Monday, February 28, 2005

Why I Can't Go to San Francisco

. . .or anywhere else for Spring Break? I've got a union to reform.

Monday, February 14, 2005

Some Thoughts on Plagiarism

As a teacher, I lose a lot of sleep. Not because I'm up late grading papers or planning assignments necessarily, but because I'm worried. Am I doing a good job? Are they learning anything? Do I really know good writing when I see it? Am I too easy? Too hard?

But the one thing I don't lose sleep over is plagiarism. Now, I know many of you do. The studies are there that show us how many students plagiarize in their two or four years of college. The Internet papermills make it as easy as point-and-click. The writing handbooks contain increasingly longer sections on what plagiarism is and how to avoid it. Plagiarism detection software abounds. And at every gathering of writing instructors, the topic comes up: what do we do about plagiarism?

At my college, we used to have access to Turnitin.com,* and some instructors used it religiously, having students hand in their papers on disc and telling them that all their work would automatically be "turned in." I was opposed to the practice from the start simply based on the classroom ethos I believed it created: an ethos of distrust. Call me naive, but I refused to assume that any of my students intended to cheat; it was a bridge I refused to cross until--no, when--I came to it.

But rarely do I come to it, despite what some would call my lax approach to the issue. I make very little of plagiarism in my classes. Other than a brief talk about why we do MLA documentation when I go over how to do it, I don't talk to my students much about the issue. And yet, in the eight years I've been a full-time faculty member, I can count on one hand the number of students I've caught plagiarizing. How do I explain this? I think it comes down to two basic elements of responsible teaching: good assignment creation and relationship building. In other words, give assignments that are creative, specific, and not easily fulfilled by generic, downloadable material and get to know your students and their voices. I never allow students to choose their own topics, I never assign "the research paper" on a topic they are "interested in,"** and I read enough of their writing closely enough so if there is a change in voice, I'll hear it. Most of my assignments call for responses to texts we are all reading in class, and I change my texts regularly. I address unintentional plagiarism when it happens, by reviewing the concepts of summarizing, paraphrasing and effectively quoting and documenting. This usually solves the problem.

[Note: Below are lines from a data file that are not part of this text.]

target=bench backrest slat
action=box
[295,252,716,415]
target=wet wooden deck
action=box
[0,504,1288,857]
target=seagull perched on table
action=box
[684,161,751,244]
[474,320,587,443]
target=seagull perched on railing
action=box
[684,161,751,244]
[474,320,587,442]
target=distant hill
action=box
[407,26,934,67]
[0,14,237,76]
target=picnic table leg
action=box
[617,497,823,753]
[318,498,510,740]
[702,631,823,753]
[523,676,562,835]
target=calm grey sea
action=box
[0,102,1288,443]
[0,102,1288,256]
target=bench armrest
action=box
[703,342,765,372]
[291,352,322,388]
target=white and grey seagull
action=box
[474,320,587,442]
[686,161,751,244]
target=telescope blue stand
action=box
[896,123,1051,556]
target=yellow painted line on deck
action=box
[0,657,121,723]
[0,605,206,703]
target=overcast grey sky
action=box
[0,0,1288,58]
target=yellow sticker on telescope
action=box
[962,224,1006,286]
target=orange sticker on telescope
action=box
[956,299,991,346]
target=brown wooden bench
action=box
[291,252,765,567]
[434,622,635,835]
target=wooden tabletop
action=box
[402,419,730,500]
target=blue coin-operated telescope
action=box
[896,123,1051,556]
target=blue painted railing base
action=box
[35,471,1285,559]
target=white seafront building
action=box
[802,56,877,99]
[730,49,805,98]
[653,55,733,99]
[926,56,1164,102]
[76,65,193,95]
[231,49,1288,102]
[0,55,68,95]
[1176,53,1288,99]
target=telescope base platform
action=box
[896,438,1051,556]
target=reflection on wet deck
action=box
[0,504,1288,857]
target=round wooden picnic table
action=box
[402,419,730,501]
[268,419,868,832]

Does a plagiarizer ever get away with it in my class? I'm sure it has happened. But I still don't lose sleep. Someday, somewhere, either he will get caught or she will become a executive at an Enron-like company, but it will not change the way I teach. I will not adopt practices in my classroom that assume all are guilty from the start, nor will I create an atmosphere where students are terrified to incorporate other sources into their work for fear of improperly giving credit. We live and work in a world increasingly based on collaboration and the use of the Internet, and some of these issues of whose work is whose are becoming moot anyway.

No, I don't lose sleep over plagiarism.

*For more on the sinister side of Turnitin.com, read Nick Carbone's excellent piece here.

**I think the open topic research paper just begs to be plagiarized.